Pure or prolific?
Brandon Meawasige / Senior Sports Editor
Like many Canadian university students I grew up in the 1990s, reaching my teenage years at the turn of the millennium. As a result, I have had the opportunity to witness some of the most rapid changes and progress in human history. There have been groundbreaking ideas, technological advancements and inventions. New levels of human achievement have been reached and nowhere is this more evident than the capabilities of the human body.
In sport, over the last 20 years, records have been broken – or, rather, smashed. Athletes have been able to do things that have never been done before. Felix Baumgartner jumped from space only to land safely, Michael Phelps became the best Olympian in history and at the same competition in London a man with no legs competed against the best in the world.
It is safe to say that the last 20 years have changed sports forever. Lance Armstrong won seven Tour de France titles, Barry Bonds hit 766 home runs-becoming the most prolific power hitter Baseball has ever seen and those with whom he competed Sammy Sosa, Mark McGuire and Alex Rodriguez made for one of the most exciting periods the sport has ever seen.
In my childhood, I was able to watch these things, and such an opportunity was a blessing. History was made and the names I grew up knowing are forever entrenched in the books as icons of athletic excellence in their given sport.
Unfortunately, like many great things in this life, there are some underlying negatives. Though the history books are riddled with names from the last 20 years, most of the record books require some form of qualifier or asterisk to set aside the athletes who cheated.
By the same token that the last 20 years have been the most glorious in sports, let alone human, history - they have also been the most shameful by way of ethics and fair competition, so to speak.

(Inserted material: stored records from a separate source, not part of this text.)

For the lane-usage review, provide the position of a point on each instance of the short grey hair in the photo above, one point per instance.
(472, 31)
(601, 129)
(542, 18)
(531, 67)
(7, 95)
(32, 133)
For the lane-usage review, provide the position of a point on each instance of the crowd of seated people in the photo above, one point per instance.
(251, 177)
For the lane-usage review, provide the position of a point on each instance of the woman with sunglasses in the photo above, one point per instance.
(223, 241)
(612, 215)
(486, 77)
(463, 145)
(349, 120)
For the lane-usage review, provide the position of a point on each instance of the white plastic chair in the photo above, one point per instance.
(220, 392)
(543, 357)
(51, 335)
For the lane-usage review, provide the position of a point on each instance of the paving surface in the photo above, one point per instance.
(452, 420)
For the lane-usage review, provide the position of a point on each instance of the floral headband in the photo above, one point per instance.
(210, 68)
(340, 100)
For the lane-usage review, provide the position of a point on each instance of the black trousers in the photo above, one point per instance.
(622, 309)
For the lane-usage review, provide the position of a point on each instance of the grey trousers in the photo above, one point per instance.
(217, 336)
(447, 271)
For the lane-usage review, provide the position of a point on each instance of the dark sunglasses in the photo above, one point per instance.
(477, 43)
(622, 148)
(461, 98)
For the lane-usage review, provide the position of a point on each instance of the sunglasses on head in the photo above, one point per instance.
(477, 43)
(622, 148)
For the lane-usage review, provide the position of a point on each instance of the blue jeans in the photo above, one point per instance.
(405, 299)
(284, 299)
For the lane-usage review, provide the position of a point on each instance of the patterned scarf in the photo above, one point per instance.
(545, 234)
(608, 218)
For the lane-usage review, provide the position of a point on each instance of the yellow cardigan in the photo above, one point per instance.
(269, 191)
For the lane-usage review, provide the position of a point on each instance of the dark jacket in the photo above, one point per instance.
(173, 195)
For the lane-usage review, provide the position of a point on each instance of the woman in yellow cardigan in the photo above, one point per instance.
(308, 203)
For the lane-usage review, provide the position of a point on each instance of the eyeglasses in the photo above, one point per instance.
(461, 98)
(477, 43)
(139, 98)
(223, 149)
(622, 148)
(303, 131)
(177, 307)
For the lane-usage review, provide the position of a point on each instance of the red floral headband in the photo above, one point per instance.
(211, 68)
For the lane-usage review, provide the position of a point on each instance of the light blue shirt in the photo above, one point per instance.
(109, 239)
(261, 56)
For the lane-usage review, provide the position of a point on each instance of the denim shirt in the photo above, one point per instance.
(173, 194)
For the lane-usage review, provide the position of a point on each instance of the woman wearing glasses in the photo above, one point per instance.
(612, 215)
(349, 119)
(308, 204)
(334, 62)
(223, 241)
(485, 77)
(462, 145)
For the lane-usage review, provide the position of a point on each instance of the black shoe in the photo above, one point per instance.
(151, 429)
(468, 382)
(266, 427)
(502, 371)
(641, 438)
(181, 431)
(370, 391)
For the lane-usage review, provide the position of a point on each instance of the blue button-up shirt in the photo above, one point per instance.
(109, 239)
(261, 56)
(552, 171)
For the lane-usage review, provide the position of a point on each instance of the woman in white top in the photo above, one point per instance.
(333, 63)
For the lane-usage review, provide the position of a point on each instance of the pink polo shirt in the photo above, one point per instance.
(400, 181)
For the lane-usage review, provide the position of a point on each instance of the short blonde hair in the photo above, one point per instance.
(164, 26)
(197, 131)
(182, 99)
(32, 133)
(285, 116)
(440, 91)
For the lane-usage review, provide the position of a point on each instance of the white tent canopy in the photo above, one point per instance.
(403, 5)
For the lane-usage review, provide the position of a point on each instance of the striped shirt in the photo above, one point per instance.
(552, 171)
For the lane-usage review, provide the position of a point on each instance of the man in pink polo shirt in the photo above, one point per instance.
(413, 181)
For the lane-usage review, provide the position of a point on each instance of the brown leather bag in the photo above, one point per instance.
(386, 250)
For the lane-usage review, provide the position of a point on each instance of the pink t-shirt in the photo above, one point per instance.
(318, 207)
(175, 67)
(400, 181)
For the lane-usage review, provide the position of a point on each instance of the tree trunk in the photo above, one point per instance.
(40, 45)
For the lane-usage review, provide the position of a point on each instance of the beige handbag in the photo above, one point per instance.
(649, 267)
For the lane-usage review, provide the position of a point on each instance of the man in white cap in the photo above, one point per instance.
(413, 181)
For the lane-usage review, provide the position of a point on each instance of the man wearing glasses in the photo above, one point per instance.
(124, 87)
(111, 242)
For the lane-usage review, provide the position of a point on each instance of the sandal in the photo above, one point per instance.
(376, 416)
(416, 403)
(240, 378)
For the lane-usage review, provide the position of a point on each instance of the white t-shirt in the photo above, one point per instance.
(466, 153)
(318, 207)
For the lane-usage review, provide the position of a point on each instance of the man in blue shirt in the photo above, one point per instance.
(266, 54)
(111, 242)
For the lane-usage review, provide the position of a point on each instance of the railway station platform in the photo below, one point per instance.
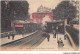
(5, 40)
(52, 45)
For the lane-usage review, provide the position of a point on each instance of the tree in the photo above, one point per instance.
(65, 10)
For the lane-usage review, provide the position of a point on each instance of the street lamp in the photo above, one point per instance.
(57, 31)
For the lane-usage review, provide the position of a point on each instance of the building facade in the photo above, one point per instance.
(41, 13)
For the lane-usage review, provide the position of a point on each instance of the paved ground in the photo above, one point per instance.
(6, 40)
(28, 42)
(53, 46)
(37, 42)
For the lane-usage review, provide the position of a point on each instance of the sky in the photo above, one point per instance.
(34, 4)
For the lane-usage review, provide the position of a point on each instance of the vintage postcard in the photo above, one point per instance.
(39, 25)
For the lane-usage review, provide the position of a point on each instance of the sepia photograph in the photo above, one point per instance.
(39, 25)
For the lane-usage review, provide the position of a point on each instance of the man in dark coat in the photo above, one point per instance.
(60, 43)
(8, 34)
(48, 36)
(12, 34)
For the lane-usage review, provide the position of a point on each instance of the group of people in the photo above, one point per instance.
(60, 42)
(11, 34)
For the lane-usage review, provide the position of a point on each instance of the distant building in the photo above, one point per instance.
(41, 13)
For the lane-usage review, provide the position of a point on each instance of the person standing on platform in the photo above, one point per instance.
(12, 34)
(8, 35)
(65, 36)
(60, 43)
(48, 36)
(54, 33)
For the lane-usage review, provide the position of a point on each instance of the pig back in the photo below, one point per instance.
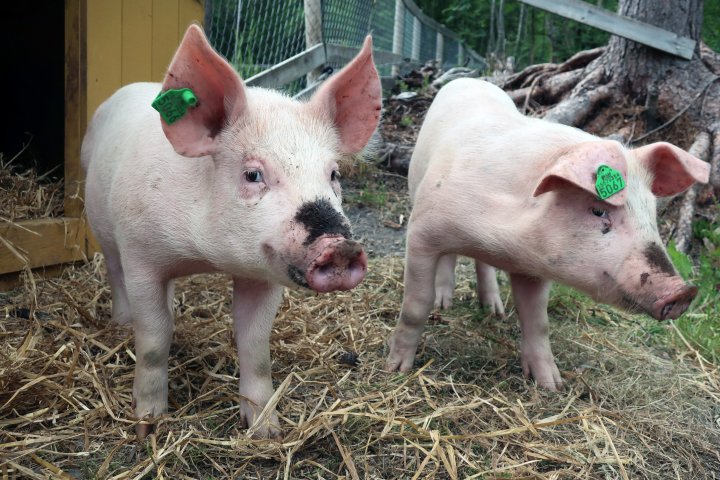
(135, 181)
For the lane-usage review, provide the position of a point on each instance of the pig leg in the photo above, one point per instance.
(417, 302)
(487, 289)
(151, 304)
(531, 299)
(116, 278)
(445, 281)
(255, 305)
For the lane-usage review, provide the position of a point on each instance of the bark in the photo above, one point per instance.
(683, 234)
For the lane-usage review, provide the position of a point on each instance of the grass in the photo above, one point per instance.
(700, 326)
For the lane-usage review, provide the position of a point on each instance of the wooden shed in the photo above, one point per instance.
(65, 60)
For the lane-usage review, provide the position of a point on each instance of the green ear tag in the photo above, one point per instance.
(173, 104)
(609, 182)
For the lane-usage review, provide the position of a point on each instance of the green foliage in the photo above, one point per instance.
(701, 325)
(682, 262)
(532, 35)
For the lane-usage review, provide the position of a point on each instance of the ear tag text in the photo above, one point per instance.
(609, 182)
(173, 104)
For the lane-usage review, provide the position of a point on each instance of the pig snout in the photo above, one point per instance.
(340, 265)
(674, 304)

Guess what? I don’t give a flying fuck.
For all of those people who are morally opposed to way things have gone, good for you. I too disagree that steroids and performance enhancing drugs are not right. That being said, I cannot sit here and say that they are completely wrong.
I would not trade my childhood sports experiences in order to say that I watched fair games.
During Lance Armstrong’s recent confession to Oprah Winfrey on national television, the world found out that one of the greatest athletes ever to compete was a cheater. Everything he did was a lie.
Would I have rather had six or seven cyclists win the Tour de France in those years? Absolutely not. Yes, there is a certain taint to the news that Armstrong cheated, but it never makes it past “Wow, that sucks”.
Again, I would not trade a night at the Sky Dome with my father watching Barry Bonds hit one of his home runs that helped make him the best ever.
He, too, cheated his way into the record books. However, the steroids he took did not make him the player he was. Just as they did not make Armstrong climb the Alps.
For every Armstrong, Bonds or Clemons there are an endless grouping of athletes who will never amount to absolutely anything.
It takes more than big muscles or high endurance to make up a world class, record-breaking athlete. Bobby Bonds, Barry’s father, was an all time great and Willie Mays, one of the best players to ever play the game, was Barry’s godfather.
It is of a narrow scope to say that steroids are the be all and end all of triumph. I will concede, undoubtedly, that performance-enhancing drugs are not ideal.
But in a world that is far from perfect or pure, and to search for purity in sports brings to question how exactly to define such purity.
To me, there is nothing more pure than watching Armstrong conquer the world of cycling, capturing the hearts of sports fans everywhere and using his fame to found one of the most profitable cancer research foundations on the face of this planet.
To me, there is nothing more pure than a memory of sharing a piece of baseball history with my dad.
To me, I would not trade either memory for drug-free competition, and if you say you would, then you are a purest, not a true sports fan - there is a difference.